Keteduhan gorong-gorong membentang di bawah jalan raya. Mobil dan truk adalah penyebab terbesar kematian lynx, sehingga Simón dan timnya bekerja sama dengan pemerintah untuk memperlebar gorong-gorong semacam ini agar bisa dijadikan jalan kolong bagi satwa liar.
Setelah keluar dari gorong-gorong, saya ber-tanya kepada Simón tentang pendapat orang Spanyol mengenai kucing asli mereka itu. Dia terdiam, rupanya pertanyaan saya mengejut-kannya. Semua orang tahu tentang lynx Iberia, katanya. Hewan ini sudah menjadi sosok kesayangan nasional.
Lain halnya dengan sebagian besar kerabat lynx.
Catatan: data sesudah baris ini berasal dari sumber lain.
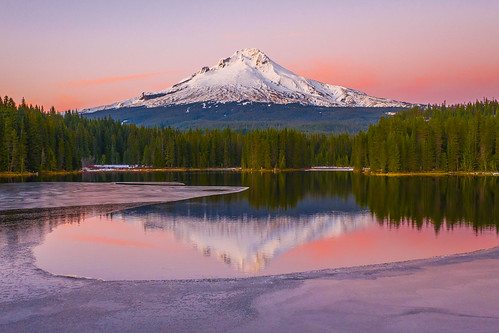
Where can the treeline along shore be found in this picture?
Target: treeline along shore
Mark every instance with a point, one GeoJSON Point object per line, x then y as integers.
{"type": "Point", "coordinates": [438, 138]}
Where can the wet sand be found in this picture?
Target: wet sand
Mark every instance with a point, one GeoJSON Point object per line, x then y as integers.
{"type": "Point", "coordinates": [456, 293]}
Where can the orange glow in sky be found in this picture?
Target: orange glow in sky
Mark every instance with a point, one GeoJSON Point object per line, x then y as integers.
{"type": "Point", "coordinates": [76, 55]}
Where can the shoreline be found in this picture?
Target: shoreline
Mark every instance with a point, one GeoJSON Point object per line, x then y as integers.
{"type": "Point", "coordinates": [414, 295]}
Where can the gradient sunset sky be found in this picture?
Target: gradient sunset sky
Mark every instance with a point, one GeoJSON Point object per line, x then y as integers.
{"type": "Point", "coordinates": [78, 54]}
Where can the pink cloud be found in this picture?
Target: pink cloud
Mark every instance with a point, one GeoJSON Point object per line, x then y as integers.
{"type": "Point", "coordinates": [108, 80]}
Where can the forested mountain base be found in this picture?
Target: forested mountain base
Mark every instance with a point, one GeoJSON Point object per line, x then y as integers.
{"type": "Point", "coordinates": [32, 140]}
{"type": "Point", "coordinates": [439, 138]}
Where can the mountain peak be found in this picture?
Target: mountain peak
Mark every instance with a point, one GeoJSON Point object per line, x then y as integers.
{"type": "Point", "coordinates": [250, 75]}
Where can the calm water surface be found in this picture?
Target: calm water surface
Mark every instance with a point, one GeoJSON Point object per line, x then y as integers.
{"type": "Point", "coordinates": [287, 222]}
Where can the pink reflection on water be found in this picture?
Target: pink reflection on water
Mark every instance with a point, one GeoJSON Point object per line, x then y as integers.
{"type": "Point", "coordinates": [123, 249]}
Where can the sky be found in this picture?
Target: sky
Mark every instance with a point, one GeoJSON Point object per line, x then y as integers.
{"type": "Point", "coordinates": [78, 54]}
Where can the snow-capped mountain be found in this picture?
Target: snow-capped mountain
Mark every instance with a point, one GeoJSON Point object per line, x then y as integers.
{"type": "Point", "coordinates": [251, 76]}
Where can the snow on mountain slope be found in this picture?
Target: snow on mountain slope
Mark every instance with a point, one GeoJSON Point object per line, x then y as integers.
{"type": "Point", "coordinates": [250, 75]}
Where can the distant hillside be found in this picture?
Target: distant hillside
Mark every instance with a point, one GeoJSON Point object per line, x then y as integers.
{"type": "Point", "coordinates": [247, 116]}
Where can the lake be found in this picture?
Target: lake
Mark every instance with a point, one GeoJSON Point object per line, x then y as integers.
{"type": "Point", "coordinates": [285, 222]}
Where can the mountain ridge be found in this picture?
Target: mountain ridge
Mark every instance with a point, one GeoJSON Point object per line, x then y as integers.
{"type": "Point", "coordinates": [249, 75]}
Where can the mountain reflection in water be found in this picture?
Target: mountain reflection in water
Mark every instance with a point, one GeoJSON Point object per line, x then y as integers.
{"type": "Point", "coordinates": [245, 241]}
{"type": "Point", "coordinates": [286, 222]}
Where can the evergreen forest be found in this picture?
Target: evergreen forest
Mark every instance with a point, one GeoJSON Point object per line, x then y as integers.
{"type": "Point", "coordinates": [436, 138]}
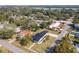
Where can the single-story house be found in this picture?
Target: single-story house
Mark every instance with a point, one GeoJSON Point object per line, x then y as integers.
{"type": "Point", "coordinates": [54, 25]}
{"type": "Point", "coordinates": [23, 33]}
{"type": "Point", "coordinates": [39, 37]}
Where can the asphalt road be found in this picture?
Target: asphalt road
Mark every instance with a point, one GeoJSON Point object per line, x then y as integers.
{"type": "Point", "coordinates": [11, 47]}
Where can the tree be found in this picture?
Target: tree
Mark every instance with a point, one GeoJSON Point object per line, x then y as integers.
{"type": "Point", "coordinates": [65, 47]}
{"type": "Point", "coordinates": [6, 34]}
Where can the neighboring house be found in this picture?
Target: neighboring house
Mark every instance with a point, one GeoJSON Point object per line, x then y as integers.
{"type": "Point", "coordinates": [54, 25]}
{"type": "Point", "coordinates": [75, 34]}
{"type": "Point", "coordinates": [38, 22]}
{"type": "Point", "coordinates": [74, 26]}
{"type": "Point", "coordinates": [40, 37]}
{"type": "Point", "coordinates": [23, 33]}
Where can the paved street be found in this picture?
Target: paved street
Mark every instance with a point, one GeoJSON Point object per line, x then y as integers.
{"type": "Point", "coordinates": [11, 47]}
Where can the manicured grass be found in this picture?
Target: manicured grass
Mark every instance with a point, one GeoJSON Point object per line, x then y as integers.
{"type": "Point", "coordinates": [44, 45]}
{"type": "Point", "coordinates": [4, 50]}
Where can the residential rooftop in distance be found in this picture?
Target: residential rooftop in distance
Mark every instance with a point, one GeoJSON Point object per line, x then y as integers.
{"type": "Point", "coordinates": [39, 37]}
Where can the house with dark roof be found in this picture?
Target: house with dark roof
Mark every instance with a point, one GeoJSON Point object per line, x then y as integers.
{"type": "Point", "coordinates": [40, 37]}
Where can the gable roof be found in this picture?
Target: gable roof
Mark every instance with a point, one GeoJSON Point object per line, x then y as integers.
{"type": "Point", "coordinates": [38, 36]}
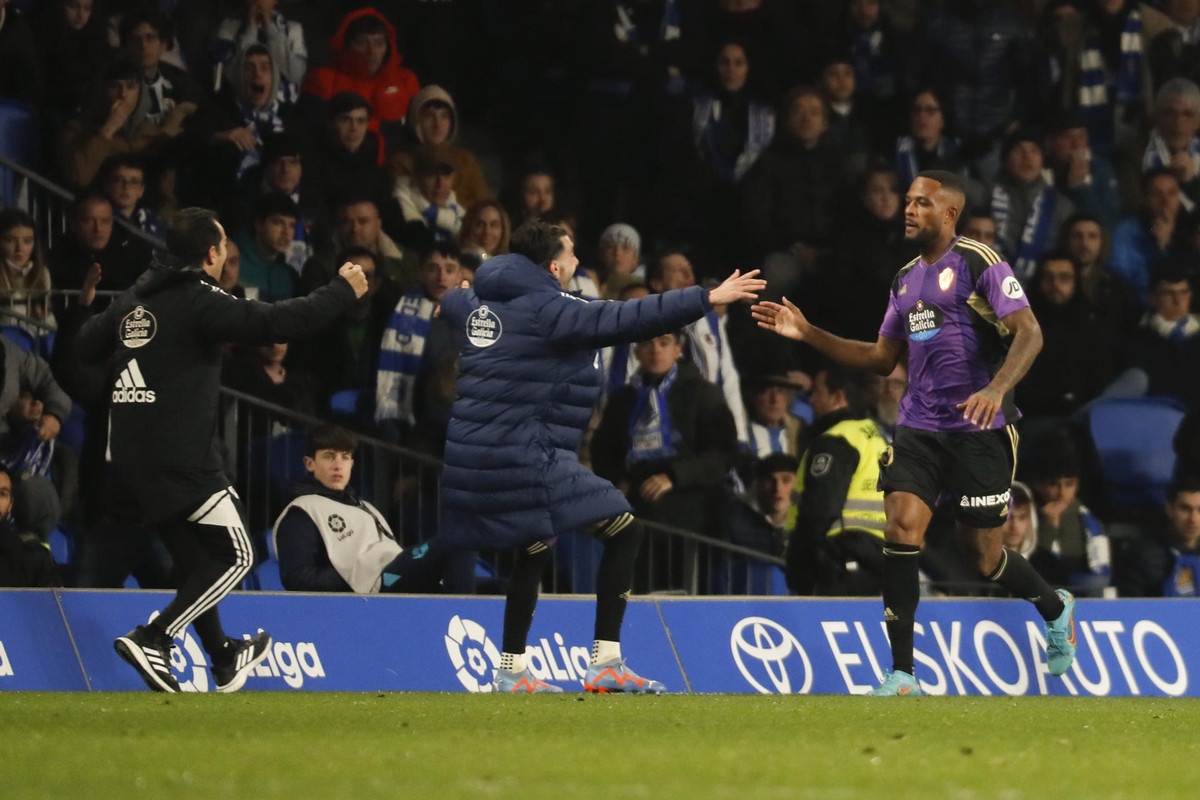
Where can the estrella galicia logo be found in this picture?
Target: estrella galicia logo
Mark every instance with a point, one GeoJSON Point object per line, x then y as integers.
{"type": "Point", "coordinates": [473, 655]}
{"type": "Point", "coordinates": [484, 328]}
{"type": "Point", "coordinates": [924, 322]}
{"type": "Point", "coordinates": [137, 328]}
{"type": "Point", "coordinates": [769, 656]}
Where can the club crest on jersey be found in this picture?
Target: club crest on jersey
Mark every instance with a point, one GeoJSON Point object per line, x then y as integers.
{"type": "Point", "coordinates": [924, 322]}
{"type": "Point", "coordinates": [137, 328]}
{"type": "Point", "coordinates": [484, 328]}
{"type": "Point", "coordinates": [945, 278]}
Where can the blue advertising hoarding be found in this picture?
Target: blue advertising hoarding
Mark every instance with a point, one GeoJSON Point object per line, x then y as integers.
{"type": "Point", "coordinates": [982, 647]}
{"type": "Point", "coordinates": [64, 641]}
{"type": "Point", "coordinates": [35, 644]}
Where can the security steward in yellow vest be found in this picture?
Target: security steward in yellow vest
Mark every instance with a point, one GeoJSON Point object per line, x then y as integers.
{"type": "Point", "coordinates": [837, 521]}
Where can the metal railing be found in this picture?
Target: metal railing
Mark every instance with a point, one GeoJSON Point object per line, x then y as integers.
{"type": "Point", "coordinates": [49, 204]}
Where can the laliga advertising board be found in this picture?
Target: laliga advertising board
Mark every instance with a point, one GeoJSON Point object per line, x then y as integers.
{"type": "Point", "coordinates": [64, 641]}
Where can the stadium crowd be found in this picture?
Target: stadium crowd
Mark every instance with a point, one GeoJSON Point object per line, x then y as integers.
{"type": "Point", "coordinates": [677, 140]}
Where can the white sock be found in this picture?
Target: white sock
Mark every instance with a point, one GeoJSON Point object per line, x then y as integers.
{"type": "Point", "coordinates": [605, 651]}
{"type": "Point", "coordinates": [513, 661]}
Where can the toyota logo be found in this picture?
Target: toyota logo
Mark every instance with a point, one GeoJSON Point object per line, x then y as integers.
{"type": "Point", "coordinates": [763, 650]}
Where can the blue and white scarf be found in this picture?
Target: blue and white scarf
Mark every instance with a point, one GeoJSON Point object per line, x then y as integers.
{"type": "Point", "coordinates": [765, 440]}
{"type": "Point", "coordinates": [649, 422]}
{"type": "Point", "coordinates": [873, 73]}
{"type": "Point", "coordinates": [625, 30]}
{"type": "Point", "coordinates": [1097, 106]}
{"type": "Point", "coordinates": [1037, 232]}
{"type": "Point", "coordinates": [1159, 155]}
{"type": "Point", "coordinates": [707, 125]}
{"type": "Point", "coordinates": [259, 120]}
{"type": "Point", "coordinates": [906, 156]}
{"type": "Point", "coordinates": [400, 358]}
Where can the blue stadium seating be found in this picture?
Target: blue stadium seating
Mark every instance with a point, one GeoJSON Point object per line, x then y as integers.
{"type": "Point", "coordinates": [345, 402]}
{"type": "Point", "coordinates": [1133, 441]}
{"type": "Point", "coordinates": [18, 142]}
{"type": "Point", "coordinates": [19, 336]}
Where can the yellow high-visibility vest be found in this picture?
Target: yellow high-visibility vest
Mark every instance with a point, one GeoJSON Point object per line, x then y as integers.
{"type": "Point", "coordinates": [863, 509]}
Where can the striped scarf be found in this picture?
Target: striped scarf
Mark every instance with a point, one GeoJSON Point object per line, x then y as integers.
{"type": "Point", "coordinates": [1159, 155]}
{"type": "Point", "coordinates": [649, 422]}
{"type": "Point", "coordinates": [400, 358]}
{"type": "Point", "coordinates": [765, 441]}
{"type": "Point", "coordinates": [906, 156]}
{"type": "Point", "coordinates": [625, 30]}
{"type": "Point", "coordinates": [873, 73]}
{"type": "Point", "coordinates": [259, 120]}
{"type": "Point", "coordinates": [1097, 106]}
{"type": "Point", "coordinates": [1035, 235]}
Dari 38 spesies kucing liar di seluruh dunia, 31 di antaranya termasuk ke dalam kategori kucing kecil. Dari kucing totol (rusty-spotted cat) yang berbobot satu setengah kilogram hingga lynx eurasia yang berbobot 20 kilogram. Mereka menghuni lima dari tujuh benua di dunia (kecuali Australia dan Antartika) dan sangat piawai beradaptasi di berbagai macam lingkungan alami—dan semakin banyak yang tidak alami—dari gurun pasir, hutan hujan, hingga taman kota. Sayangnya, bagian kecil dari famili Felidae ini juga hidup di bawah bayang-bayang sepupu mereka yang lebih besar, para kucing besar: singa, harimau, macan tutul, jaguar, dan yang semacamnya. Spesies-spesies pesohor tersebut menyedot perhatian dan dana konservasi terbesar, walaupun 12 dari 18 kucing liar paling terancam di dunia adalah kucing kecil.
Jim Sanderson, pakar kucing kecil dan manajer program di Global Wildlife Conservation yang bermarkas di Texas, memperkirakan lebih dari 99 persen dana yang disalurkan untuk pelestarian kucing liar sejak 2009 mengalir ke jaguar, harimau, dan kucing-kucing besar lainnya. Sebagai hasilnya, penelitian terhadap sebagian besar kucing kecil hampir tidak ada.
Kucing merah (Catopuma badia) yang jarang tampak, misalnya, adalah satwa asli hutan Kalimantan, yang keberadaannya di dunia sains masih sesamar pada 1858, tahun penemuannya. Pengetahuan tentang kucing batu (Pardofelis marmorata) Asia Tenggara berasal dari penelitian tentang seekor kucing betina di Thailand.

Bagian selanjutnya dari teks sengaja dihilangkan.